Outro olhar: temaki de guaivira com coalhada é entrada do Madê, em Santos (SP) (Crédito:Divulgação )
Inteiro: faqueco desossado e maturado com aioli de salsa do Ocyá, no Rio de Janeiro (RJ)
Em sua potência: xaréu com azeite e creme de wasabi do Cepa, em São Paulo (SP) (Crédito:Divulgação )

Além do salmão

Longe do mar, fornecedores como Marisco e Mar Direto são responsáveis por abastecer pólos gastronômicos como São Paulo. O segundo tem à frente Cauê Tessuto, que não só incentiva o uso do pescado variado, como o de diferentes cortes.

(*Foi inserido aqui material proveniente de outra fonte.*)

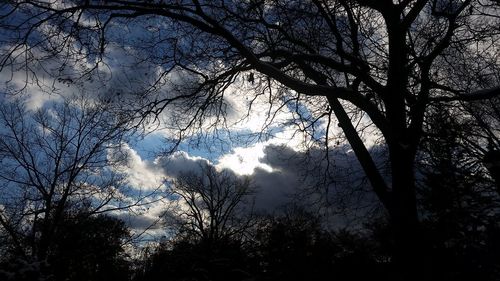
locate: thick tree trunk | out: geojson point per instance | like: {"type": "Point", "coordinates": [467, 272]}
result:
{"type": "Point", "coordinates": [409, 254]}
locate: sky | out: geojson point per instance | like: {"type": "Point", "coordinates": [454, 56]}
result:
{"type": "Point", "coordinates": [283, 162]}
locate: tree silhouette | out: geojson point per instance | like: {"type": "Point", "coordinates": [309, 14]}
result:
{"type": "Point", "coordinates": [388, 60]}
{"type": "Point", "coordinates": [53, 160]}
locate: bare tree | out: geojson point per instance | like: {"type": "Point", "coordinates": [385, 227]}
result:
{"type": "Point", "coordinates": [211, 207]}
{"type": "Point", "coordinates": [388, 60]}
{"type": "Point", "coordinates": [54, 159]}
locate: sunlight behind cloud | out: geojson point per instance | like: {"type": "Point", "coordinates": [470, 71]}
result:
{"type": "Point", "coordinates": [244, 160]}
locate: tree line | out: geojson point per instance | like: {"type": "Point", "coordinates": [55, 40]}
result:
{"type": "Point", "coordinates": [420, 76]}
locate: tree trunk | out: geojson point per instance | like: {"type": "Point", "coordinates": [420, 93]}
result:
{"type": "Point", "coordinates": [409, 261]}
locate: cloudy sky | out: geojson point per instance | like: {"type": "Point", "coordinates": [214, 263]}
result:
{"type": "Point", "coordinates": [261, 141]}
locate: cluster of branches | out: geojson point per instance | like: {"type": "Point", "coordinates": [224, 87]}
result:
{"type": "Point", "coordinates": [389, 60]}
{"type": "Point", "coordinates": [55, 162]}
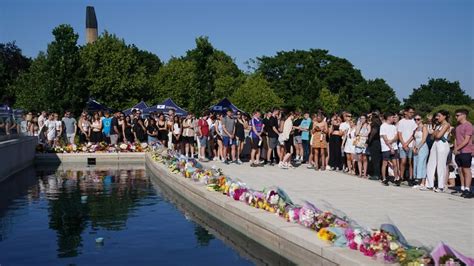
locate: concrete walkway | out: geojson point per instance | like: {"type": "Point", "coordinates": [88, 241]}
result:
{"type": "Point", "coordinates": [425, 218]}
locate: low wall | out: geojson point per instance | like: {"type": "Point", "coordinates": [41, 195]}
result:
{"type": "Point", "coordinates": [16, 154]}
{"type": "Point", "coordinates": [83, 158]}
{"type": "Point", "coordinates": [291, 241]}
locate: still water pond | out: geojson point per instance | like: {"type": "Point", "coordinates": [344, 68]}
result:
{"type": "Point", "coordinates": [57, 218]}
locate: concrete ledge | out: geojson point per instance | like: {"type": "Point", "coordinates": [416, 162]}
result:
{"type": "Point", "coordinates": [115, 158]}
{"type": "Point", "coordinates": [16, 154]}
{"type": "Point", "coordinates": [291, 241]}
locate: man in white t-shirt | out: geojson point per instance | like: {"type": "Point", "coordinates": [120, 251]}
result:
{"type": "Point", "coordinates": [344, 127]}
{"type": "Point", "coordinates": [388, 141]}
{"type": "Point", "coordinates": [405, 128]}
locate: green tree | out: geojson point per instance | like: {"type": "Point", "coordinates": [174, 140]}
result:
{"type": "Point", "coordinates": [12, 63]}
{"type": "Point", "coordinates": [255, 93]}
{"type": "Point", "coordinates": [56, 82]}
{"type": "Point", "coordinates": [217, 75]}
{"type": "Point", "coordinates": [437, 92]}
{"type": "Point", "coordinates": [328, 101]}
{"type": "Point", "coordinates": [373, 95]}
{"type": "Point", "coordinates": [114, 74]}
{"type": "Point", "coordinates": [297, 76]}
{"type": "Point", "coordinates": [175, 80]}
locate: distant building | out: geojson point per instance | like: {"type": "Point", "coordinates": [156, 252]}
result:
{"type": "Point", "coordinates": [91, 25]}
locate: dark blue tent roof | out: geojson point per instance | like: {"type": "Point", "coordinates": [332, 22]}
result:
{"type": "Point", "coordinates": [223, 105]}
{"type": "Point", "coordinates": [165, 106]}
{"type": "Point", "coordinates": [93, 106]}
{"type": "Point", "coordinates": [140, 106]}
{"type": "Point", "coordinates": [5, 110]}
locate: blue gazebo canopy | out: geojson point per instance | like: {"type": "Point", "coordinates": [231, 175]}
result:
{"type": "Point", "coordinates": [140, 106]}
{"type": "Point", "coordinates": [94, 106]}
{"type": "Point", "coordinates": [164, 107]}
{"type": "Point", "coordinates": [5, 110]}
{"type": "Point", "coordinates": [223, 105]}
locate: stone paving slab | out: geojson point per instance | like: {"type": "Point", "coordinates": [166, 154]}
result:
{"type": "Point", "coordinates": [424, 217]}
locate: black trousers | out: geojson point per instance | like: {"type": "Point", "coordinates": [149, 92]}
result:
{"type": "Point", "coordinates": [375, 158]}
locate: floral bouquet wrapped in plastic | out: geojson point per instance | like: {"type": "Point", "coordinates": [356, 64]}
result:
{"type": "Point", "coordinates": [307, 215]}
{"type": "Point", "coordinates": [292, 213]}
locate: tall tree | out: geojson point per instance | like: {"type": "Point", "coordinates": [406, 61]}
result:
{"type": "Point", "coordinates": [372, 95]}
{"type": "Point", "coordinates": [255, 93]}
{"type": "Point", "coordinates": [175, 80]}
{"type": "Point", "coordinates": [437, 92]}
{"type": "Point", "coordinates": [113, 72]}
{"type": "Point", "coordinates": [12, 63]}
{"type": "Point", "coordinates": [56, 78]}
{"type": "Point", "coordinates": [297, 76]}
{"type": "Point", "coordinates": [328, 101]}
{"type": "Point", "coordinates": [217, 75]}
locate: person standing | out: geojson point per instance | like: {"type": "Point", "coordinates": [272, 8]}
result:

O chef Adriano de Laurentiis, do Cais, ficou conhecido por levar ao prato nadadeiras e espécies como pitangola e xaréu branco em versão crua.

Às vezes, é dar outro olhar ao que já é conhecido. É o caso do bonito transformado na conserva katsuobushi e as ovas de tainha secas (a bottarga) do Projeto A.MAR, em Ilhabela (SP). Sororoca e Cepa são outros estabelecimentos da capital paulista empenhados em oferecer as opções, seja em pratos do dia ou no peixe inteiro na brasa.

Sem desperdício: maturação permite ao chef Gerônimo Athuel conservar peixes com máximo sabor e textura (Crédito:Divulgação )

A valorização de espécies locais afeta positivamente a vida dos que têm no mar o seu sustento. Em Salvador (BA), marisqueiras e pescadores da Aliança Kirimurê chegam a ter a renda aumentada em 600%, graças ao grupo produtivo que facilita a venda de mariscos como chumbinho e sarnambi, e peixes como o massambê, o mais abundante na Baía de Todos os Santos.

“Faz-se urgente a compreensão, ao olhar do consumidor das cidades grandes, do valor nutricional, gastronômico e econômico das outras espécies, o que só será possível com uma revisão da cultura de consumo vigente”, diz o chef Caco Marinho, presidente do Instituto Ori, parceiro da Aliança.

Na capital baiana, chefs como Fabrício Lemos, do Grupo Origem, e Dante e Kafe Bassi, do restaurante Manga, utilizam esses produtos. “Não pode ser ‘música de uma nota só’. É o poder real do que chamamos de biodiversidade”, diz Marinho.